Fed economists should be flexible in forecasting methods, US economy vulnerable to shocks: Jerome Powell

Federal Reserve Chairman Jerome Powell said the central bank must be willing to think beyond the complex mathematical simulations it traditionally uses to forecast the economy. „Intellectual rigor must be combined with flexibility and agility,” Powell said in opening remarks at a conference celebrating the 100th anniversary of the Fed’s research and statistics division.

„Even with sophisticated models and relatively calm periods, the economy often surprises us,” Powell said. „But our economy is flexible and dynamic, and sometimes subject to unpredictable shocks like a global financial crisis or a pandemic. At that point, forecasters have to think outside the models.”

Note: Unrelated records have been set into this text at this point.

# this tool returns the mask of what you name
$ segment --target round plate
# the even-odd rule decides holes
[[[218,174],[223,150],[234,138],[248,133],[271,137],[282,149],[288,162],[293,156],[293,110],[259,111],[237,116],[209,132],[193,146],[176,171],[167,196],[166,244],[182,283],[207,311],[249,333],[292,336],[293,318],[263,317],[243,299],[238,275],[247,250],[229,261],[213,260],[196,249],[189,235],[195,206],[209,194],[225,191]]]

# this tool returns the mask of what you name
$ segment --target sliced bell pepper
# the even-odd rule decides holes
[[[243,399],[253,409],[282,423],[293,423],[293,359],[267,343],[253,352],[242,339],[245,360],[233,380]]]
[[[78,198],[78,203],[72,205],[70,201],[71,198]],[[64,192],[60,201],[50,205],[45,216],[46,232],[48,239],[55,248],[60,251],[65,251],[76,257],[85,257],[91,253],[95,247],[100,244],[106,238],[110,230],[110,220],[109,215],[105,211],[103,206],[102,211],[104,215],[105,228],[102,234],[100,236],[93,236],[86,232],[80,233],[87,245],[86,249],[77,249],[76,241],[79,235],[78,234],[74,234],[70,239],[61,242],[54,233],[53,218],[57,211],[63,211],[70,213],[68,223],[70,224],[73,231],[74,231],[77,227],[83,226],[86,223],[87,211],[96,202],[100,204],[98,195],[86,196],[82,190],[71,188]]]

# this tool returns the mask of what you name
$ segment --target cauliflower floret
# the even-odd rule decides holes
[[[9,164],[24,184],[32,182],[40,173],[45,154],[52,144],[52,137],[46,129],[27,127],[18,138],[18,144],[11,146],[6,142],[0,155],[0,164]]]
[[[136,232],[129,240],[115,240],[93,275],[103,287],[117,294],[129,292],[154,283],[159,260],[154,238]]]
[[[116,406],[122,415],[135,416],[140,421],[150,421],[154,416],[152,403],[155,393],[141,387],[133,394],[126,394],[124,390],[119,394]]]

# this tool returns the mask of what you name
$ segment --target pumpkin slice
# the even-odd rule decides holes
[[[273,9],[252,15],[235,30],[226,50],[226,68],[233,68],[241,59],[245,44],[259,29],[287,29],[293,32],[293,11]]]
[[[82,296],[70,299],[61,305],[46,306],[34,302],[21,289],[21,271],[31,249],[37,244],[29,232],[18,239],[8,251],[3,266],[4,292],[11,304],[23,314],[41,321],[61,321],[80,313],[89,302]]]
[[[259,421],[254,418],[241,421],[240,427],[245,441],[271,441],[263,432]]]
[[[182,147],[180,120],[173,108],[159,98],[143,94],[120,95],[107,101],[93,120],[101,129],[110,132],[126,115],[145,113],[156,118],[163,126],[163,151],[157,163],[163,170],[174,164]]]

The central bank chief did not comment on monetary policy or the outlook for the economy in his remarks.

R&S, known as the division, provides the Federal Open Market Committee — the Fed group that sets interest rates — with an economic forecast eight times a year, as well as updates on current data and research on policy and economic topics. The division is currently headed by Stacey Devlin, the first woman to head the division, which employs dozens of PhDs.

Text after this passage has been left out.